As intervenções estatais, como o tabelamento de preços ou a manipulação artificial dos juros, impedem que os agentes econômicos tomem decisões corretas. Em um sistema descentralizado, o conhecimento está disperso entre os indivíduos e refletido nos preços; a tentativa de centralizar esse controle inevitavelmente falha e gera crises.
Bitcoin como a alternativa descentralizada
Após estabelecer os problemas do sistema atual, o livro apresenta o bitcoin não apenas como uma tecnologia, mas como a melhor forma de dinheiro já descoberta. Friedrich Hayek, renomado economista da Escola Austríaca, já havia sugerido em 1984 a necessidade de uma forma de dinheiro que os governos não pudessem parar.

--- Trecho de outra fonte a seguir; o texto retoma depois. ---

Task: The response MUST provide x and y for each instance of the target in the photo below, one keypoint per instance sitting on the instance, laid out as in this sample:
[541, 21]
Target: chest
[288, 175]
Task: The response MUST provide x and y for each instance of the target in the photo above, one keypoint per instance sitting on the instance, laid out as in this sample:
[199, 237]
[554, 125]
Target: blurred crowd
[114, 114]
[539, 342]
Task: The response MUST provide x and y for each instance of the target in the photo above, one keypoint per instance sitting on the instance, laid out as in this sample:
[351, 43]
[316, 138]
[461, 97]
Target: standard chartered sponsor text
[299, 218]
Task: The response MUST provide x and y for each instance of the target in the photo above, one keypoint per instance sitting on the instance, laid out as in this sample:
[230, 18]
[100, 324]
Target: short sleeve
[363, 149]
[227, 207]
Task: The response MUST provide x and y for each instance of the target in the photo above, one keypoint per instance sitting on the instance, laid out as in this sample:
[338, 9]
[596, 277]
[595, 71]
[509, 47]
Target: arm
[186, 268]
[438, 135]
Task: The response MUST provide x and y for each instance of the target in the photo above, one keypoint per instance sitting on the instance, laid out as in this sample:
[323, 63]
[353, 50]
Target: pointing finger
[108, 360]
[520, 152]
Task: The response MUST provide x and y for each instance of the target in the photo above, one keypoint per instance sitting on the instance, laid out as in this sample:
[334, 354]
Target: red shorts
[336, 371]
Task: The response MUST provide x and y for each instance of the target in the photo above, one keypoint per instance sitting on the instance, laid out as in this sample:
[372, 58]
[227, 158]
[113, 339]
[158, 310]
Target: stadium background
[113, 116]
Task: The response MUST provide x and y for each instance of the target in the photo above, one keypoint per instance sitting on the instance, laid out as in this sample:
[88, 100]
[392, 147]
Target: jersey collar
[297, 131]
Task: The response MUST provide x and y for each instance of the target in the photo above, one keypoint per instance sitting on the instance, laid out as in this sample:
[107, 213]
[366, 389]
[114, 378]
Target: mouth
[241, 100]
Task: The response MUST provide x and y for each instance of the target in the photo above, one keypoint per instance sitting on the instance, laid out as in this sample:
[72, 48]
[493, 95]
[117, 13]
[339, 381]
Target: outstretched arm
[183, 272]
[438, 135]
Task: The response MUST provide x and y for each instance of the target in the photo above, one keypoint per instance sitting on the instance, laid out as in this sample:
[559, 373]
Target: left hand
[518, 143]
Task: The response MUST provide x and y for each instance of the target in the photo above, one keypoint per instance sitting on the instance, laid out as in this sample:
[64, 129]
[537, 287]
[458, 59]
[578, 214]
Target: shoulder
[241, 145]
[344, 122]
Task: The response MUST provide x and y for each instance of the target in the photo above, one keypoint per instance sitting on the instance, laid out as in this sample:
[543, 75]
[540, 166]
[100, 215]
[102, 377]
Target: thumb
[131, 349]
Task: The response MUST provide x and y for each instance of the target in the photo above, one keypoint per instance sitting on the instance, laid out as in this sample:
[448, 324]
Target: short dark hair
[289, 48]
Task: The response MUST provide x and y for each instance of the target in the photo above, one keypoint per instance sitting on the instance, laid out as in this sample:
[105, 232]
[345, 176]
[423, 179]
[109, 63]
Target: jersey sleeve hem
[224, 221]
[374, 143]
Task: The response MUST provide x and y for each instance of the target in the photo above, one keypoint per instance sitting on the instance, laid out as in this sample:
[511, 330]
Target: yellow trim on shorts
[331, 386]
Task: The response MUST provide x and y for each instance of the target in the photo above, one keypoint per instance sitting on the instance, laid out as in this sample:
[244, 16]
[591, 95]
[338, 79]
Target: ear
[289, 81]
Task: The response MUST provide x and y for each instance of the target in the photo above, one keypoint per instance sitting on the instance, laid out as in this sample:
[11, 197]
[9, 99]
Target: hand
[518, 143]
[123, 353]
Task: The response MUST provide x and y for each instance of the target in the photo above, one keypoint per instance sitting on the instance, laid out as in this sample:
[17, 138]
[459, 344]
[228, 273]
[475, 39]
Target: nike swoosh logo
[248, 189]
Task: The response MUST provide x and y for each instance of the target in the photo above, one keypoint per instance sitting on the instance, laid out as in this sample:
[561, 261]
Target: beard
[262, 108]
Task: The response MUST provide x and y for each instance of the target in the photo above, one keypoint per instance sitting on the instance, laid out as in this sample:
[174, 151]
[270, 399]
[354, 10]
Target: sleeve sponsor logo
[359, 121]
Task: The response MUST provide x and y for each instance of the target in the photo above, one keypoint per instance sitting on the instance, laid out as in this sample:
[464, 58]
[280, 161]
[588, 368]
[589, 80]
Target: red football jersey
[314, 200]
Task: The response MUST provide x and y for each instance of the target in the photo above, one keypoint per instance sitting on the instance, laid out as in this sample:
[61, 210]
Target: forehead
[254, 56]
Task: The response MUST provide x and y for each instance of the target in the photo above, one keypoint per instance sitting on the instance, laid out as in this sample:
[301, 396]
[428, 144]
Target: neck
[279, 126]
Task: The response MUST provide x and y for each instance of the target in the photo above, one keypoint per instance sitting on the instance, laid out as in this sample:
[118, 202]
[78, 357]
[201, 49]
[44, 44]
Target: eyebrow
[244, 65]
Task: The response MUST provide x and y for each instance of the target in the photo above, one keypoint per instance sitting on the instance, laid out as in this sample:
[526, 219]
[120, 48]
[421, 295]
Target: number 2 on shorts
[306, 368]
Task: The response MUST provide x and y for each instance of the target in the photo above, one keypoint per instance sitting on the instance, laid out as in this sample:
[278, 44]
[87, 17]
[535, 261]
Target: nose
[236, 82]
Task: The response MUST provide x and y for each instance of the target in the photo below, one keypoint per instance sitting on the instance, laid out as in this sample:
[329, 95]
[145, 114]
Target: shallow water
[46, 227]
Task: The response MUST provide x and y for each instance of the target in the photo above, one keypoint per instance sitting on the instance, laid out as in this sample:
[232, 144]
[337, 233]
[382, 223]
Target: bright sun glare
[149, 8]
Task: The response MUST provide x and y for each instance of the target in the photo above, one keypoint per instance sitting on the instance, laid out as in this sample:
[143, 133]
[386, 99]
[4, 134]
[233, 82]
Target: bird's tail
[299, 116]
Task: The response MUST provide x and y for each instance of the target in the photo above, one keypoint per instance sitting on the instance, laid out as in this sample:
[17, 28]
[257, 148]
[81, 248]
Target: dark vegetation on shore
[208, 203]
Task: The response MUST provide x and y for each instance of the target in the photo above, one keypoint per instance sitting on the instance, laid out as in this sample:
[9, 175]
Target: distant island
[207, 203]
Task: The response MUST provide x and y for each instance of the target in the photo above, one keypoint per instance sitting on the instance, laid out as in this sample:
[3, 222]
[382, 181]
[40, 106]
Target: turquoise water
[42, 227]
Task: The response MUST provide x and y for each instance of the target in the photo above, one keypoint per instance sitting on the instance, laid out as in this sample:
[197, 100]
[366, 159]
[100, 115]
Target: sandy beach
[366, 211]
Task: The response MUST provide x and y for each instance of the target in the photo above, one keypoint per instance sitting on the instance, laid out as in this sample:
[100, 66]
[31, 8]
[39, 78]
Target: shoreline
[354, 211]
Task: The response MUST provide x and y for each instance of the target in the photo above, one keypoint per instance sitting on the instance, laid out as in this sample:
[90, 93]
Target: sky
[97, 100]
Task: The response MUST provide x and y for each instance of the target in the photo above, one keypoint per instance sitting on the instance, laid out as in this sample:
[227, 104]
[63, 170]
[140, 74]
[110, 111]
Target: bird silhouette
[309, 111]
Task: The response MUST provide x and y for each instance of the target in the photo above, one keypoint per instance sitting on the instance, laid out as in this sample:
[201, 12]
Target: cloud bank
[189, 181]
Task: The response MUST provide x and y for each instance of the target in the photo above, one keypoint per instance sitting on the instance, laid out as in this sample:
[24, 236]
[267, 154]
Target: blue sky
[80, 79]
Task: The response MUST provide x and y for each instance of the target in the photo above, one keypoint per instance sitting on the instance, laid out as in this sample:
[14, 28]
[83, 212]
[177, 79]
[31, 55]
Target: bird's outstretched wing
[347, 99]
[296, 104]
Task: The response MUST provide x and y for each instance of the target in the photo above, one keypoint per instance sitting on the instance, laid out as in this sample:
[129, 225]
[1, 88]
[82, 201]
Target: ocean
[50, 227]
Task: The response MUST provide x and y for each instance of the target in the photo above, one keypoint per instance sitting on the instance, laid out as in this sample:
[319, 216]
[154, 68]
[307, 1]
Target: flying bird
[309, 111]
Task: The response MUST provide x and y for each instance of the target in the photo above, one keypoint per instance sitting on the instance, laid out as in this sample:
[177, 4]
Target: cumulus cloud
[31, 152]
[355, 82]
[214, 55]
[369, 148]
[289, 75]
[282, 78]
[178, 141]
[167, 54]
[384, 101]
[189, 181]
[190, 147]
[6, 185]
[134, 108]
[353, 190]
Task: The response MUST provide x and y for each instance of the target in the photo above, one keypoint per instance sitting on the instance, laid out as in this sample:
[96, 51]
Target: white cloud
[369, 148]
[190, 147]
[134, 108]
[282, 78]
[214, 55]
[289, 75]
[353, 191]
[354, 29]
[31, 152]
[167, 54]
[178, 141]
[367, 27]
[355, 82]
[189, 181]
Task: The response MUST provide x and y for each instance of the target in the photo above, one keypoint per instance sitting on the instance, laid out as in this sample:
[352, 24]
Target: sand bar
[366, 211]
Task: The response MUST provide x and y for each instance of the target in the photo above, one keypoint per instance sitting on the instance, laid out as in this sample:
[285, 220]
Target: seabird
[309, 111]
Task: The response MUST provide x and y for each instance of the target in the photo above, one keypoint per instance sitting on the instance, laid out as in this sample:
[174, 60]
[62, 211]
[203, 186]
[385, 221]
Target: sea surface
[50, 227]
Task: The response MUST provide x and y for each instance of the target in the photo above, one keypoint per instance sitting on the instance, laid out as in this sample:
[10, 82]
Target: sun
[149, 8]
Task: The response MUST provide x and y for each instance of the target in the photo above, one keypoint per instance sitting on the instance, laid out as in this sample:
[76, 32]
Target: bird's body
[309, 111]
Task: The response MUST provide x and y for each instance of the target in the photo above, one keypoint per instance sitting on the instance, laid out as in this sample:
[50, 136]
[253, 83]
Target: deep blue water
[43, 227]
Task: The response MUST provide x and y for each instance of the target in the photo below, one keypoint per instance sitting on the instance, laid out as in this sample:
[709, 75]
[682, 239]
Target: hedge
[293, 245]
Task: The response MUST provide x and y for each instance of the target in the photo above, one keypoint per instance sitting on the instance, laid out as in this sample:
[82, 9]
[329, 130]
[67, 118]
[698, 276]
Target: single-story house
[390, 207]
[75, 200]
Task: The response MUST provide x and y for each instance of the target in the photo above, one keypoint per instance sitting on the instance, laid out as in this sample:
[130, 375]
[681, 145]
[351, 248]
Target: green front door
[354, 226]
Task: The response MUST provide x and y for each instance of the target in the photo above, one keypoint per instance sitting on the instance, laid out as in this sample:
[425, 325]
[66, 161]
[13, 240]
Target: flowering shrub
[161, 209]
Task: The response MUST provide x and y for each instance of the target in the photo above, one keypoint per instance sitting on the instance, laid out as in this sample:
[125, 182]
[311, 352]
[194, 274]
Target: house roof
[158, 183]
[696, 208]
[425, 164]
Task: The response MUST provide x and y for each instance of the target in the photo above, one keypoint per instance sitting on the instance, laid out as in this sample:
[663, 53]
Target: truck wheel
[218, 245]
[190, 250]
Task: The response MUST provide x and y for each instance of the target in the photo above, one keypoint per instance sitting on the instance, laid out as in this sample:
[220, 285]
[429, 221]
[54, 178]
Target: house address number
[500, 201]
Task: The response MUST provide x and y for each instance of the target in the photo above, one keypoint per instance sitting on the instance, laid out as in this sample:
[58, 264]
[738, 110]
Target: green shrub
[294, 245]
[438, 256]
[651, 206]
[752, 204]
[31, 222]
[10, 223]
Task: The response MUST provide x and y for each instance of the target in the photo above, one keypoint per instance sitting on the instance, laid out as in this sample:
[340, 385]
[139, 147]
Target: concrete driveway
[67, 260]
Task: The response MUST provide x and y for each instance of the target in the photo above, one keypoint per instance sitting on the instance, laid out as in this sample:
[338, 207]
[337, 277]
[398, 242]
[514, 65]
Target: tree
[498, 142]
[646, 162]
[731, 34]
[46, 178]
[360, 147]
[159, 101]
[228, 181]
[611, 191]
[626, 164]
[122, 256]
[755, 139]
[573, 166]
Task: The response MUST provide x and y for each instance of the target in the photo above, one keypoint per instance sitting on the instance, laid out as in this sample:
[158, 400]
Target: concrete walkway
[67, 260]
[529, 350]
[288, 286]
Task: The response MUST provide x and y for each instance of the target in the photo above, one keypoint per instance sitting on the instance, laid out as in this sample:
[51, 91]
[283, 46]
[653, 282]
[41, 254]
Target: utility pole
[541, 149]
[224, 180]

O bitcoin materializa essa visão.
“Eu não acredito que teremos um bom dinheiro de novo antes de tirá-lo das mãos do governo, isto é, não podemos tirá-los violentamente das mãos do governo, tudo o que podemos fazer é por algum caminho indireto introduzir algo que eles não podem parar.” — Friedrich Hayek
As vantagens do bitcoin citadas por Ammous incluem:
- Limite rígido de oferta: Nunca haverá mais do que 21 milhões de unidades, tornando-o o ativo mais escasso do universo conhecido.
- Resistência à censura: Nenhum banco central ou governo pode impedir transações ou confiscar fundos armazenados corretamente.
- Despolitização: A emissão e distribuição são governadas por código, eliminando a influência humana e política sobre a política monetária.
Propriedade privada e o futuro do dinheiro
A conclusão lógica das lições de Ammous é que o bitcoin representa o retorno à propriedade privada plena. Em um sistema onde o governo pode inflacionar a moeda, ele está, na prática, confiscando a riqueza da população de forma silenciosa. Ao adotar um padrão monetário que não pode ser manipulado, o indivíduo recupera a soberania sobre o fruto do seu trabalho.
Para o autor, o bitcoin é a ferramenta que permite a separação entre dinheiro e Estado, um passo tão importante quanto a separação entre Igreja e Estado foi no passado. O livro não recomenda a aquisição do ativo por motivos de especulação rápida (ficar rico da noite para o dia), mas sim como um mecanismo de defesa contra a deterioração monetária inevitável das moedas fiduciárias. A recomendação final é clara: estude os fundamentos, entenda a economia por trás do protocolo e, somente então, adote o padrão bitcoin.